一度だけ

本年度、当山報恩講法要は、去る5日に無事にお勤めすることが出来ました。ご協力をいただいた役員、婦人会の皆さま、ご参拝をいただいた皆さまに篤く御礼を申し上げます。コロナ禍以来、取りやめていた多くのご法中をお招きしてのお勤めとお斎を再開し、久しぶりに賑やかな法要となりました。昨年帰国した姉、現在東京在住である娘と息子も揃い、我が家も三世代勢ぞろいでお参り出来たことは大きな喜びとなりました。

滅多にないことは、特別な感じが増すものです。

少し前のことになりすが、前住職(父)と二人連れで谷川岳に行ってきました。

このところ足の悪くなった父に、車内から紅葉が眺められれば良いだろうと向かったのですが、到着したら「ロープウェイに乗る」と言いだして・・・

ロープウェイが足の不自由な人にも優しいフラットな作りであったことも幸いし、手を添えながら、なんとか頂上まで行くことが出来ました。
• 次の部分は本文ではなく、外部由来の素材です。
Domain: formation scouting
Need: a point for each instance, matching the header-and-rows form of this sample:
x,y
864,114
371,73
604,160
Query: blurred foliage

頂上から二人で美しい景色を眺めながら、「あぁ、父とこの景色を眺めるのは、きっとこれが最後だな」と思ったことでした。

 

しかし、ふと、以前、築地本願寺の掲示板に「米寿もニ十歳も一度だけ 人生初事ばかりなり」とあったのを思い出しました。旅行や記念日、特別なことがあるなしに関わらず、この今、この瞬間は一度だけ。一度だけであるなら、実は毎日が、今が、いつだって最後で特別。その滅多にない特別をきちんと味わい、大切に、感謝の日々を送ってまいりたいと思いました。